Repentance
I'm reading "The Thirteen Petalled Rose" by Rabbi Adin Steinsaltz. (I'm reading three different books at the same time.) Regardless of how people feel about the genocide of Palestinians, Rabbis have very rare and profound knowledge. Also maybe keep in mind that many Rabbis probably do not support what's been done to Gaza.
This excerpt may be of interest to those who were part of the dark forces who joined the Light Forces – those who were not destructive enough to be sent to the Galactic Central Sun who chose to change sides.
“Repentance is not just a psychological phenomenon, a storm within a human teacup, but is a process that can effect real change in the worlds. Every human action elicits certain inevitable results that extend beyond their immediate context, passing from one level of existence to another, from one aspect of reality to another. The act of repentance is, in the first place, a severance of the chain of cause and effect in which one transgression follows inevitably upon another. Beyond this, it is an attempt to nullify and even to alter the past.
This can only be achieved only when man, subjectively, shatters the order of his own existence. The thrust of repentance is to break through the ordinary limits of the self. Obviously, this cannot take place within the routine of life, but it can be an ongoing activity throughout life. Repentance is thus something that persists; it is an ever-renewed extrication from causality and limitation.

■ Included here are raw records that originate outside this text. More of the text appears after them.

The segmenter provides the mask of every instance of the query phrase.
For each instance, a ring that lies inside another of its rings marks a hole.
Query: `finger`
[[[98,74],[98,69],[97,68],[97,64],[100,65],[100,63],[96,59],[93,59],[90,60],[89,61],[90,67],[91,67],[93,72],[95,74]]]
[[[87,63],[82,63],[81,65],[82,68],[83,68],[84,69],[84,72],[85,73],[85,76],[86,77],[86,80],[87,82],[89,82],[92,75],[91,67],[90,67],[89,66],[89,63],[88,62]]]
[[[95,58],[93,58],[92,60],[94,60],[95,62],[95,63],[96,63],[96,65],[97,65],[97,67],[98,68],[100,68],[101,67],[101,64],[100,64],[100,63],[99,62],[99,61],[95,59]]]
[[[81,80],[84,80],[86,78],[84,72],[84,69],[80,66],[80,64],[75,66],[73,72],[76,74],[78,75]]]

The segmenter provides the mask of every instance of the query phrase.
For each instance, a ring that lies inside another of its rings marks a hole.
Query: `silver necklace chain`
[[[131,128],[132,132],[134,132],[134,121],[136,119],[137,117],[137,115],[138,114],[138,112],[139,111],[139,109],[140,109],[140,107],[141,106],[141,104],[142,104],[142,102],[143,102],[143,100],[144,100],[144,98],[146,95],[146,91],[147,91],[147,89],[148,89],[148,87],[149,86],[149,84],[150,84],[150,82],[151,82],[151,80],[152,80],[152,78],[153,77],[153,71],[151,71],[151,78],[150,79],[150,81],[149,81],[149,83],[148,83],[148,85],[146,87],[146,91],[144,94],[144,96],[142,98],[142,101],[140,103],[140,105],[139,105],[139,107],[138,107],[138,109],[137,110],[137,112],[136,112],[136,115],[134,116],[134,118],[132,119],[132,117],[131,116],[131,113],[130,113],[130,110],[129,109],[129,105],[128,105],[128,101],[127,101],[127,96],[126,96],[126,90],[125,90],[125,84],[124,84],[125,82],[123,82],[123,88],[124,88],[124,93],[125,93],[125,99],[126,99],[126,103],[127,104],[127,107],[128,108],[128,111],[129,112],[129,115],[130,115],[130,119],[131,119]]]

When man senses the wrongness, evil, and emptiness in his life, it is not enough that he yearn for God or try to change his way of life. Repentance is more than aspiration and yearning, for it also involves the sense of despair. And it is this very despair – and, paradoxically, the sin that precedes it – that gives man the possibility of overleaping his past. The desperation of the endeavor to separate himself from his past, to reach heights that the innocent and ordinary man is not even aware of, gives the penitent the power to break the inexorability of his fate, sometimes in a way that involves a total destruction of his past, his goals, and almost all of his personality.
Nevertheless, this level of repentance is only a beginning, for all of the penitent’s past actions continue to operate – the sins he committed and the injuries he inflicted exist as such in time. Even though the present has been altered, earlier actions and their consequences continue to generate a chain of cause and effect. The significance of the past can be changed only at the higher level of repentance called Tikkun.
The first stage in the process of Tikkun is of equilibration. For every wrong deed in his past, the penitent is required to perform certain acts that surpass what is demanded of an “ordinary” individual, to complement and balance the picture of his life. He must build and create anew and change the order of good and evil in such a way that not only his current life activity acquires new form and direction, but the totality of his fate receives a consistently positive value.
The highest level of repentance, however, lies beyond the correction of sinful deeds and the creation of independent, new patterns that counterweigh past sins and injuries; it is reached when the change and the correction penetrate the very essence of the sins once committed and, as the sages say, create the condition in which a man’s transgressions become his merits. This level of Tikkun is reached when a person draws from his failings not only the ability to do good, but the power to fall again and again and, notwithstanding, to transform more extensive and important segments of life.
It is using the knowledge of the sin of the past and transforming it into such an extraordinary thirst for good that it becomes a divine force. The more a man was sunk in evil, the more anxious he becomes for good. This level of being, in which failings no longer exert a negative influence on the penitent, in which they no longer reduce his stature or sap his strength, but serve to raise him, to stimulate his progress – this is the condition of genuine Tikkun.
Thus the complete correction of past evil cannot be brought about merely by acknowledgment of wrong and contrition; indeed, this acknowledgment often leads, in practice, to a loss of incentive, a state of passivity, of depression; furthermore, the very preoccupation with memories of an evil impulse may well revive that impulse’s hold on a person. In genuine Tikkun, everything that was once invested in the forces of evil is elevated to receive another meaning within a new way of life; deeds once performed with a negative intention are transformed into a completely new category of activity. To be sure, forces of evil that had parasitically attached themselves to a person are not easily compelled to act in the direction of the good. Spiritual possibilities of which a man who has not sinned can never even gain an awareness have to emerge and become a driving force.
The penitent thus does more than return to his proper place. He performs an act of amendment of cosmic significance; he restores the sparks of holiness which had been captured by the powers of evil. The sparks that he had dragged down and attached to himself are now raised up with him, and a host of forces of evil return and are transformed to forces of good. This is the significance of the statement in the Talmud that in the place where a completely repentant person stands, even the most saintly cannot enter; because the penitent has at his disposal not only the forces of good in his soul and in the world, but also those of evil, which he transforms into essences of holiness.”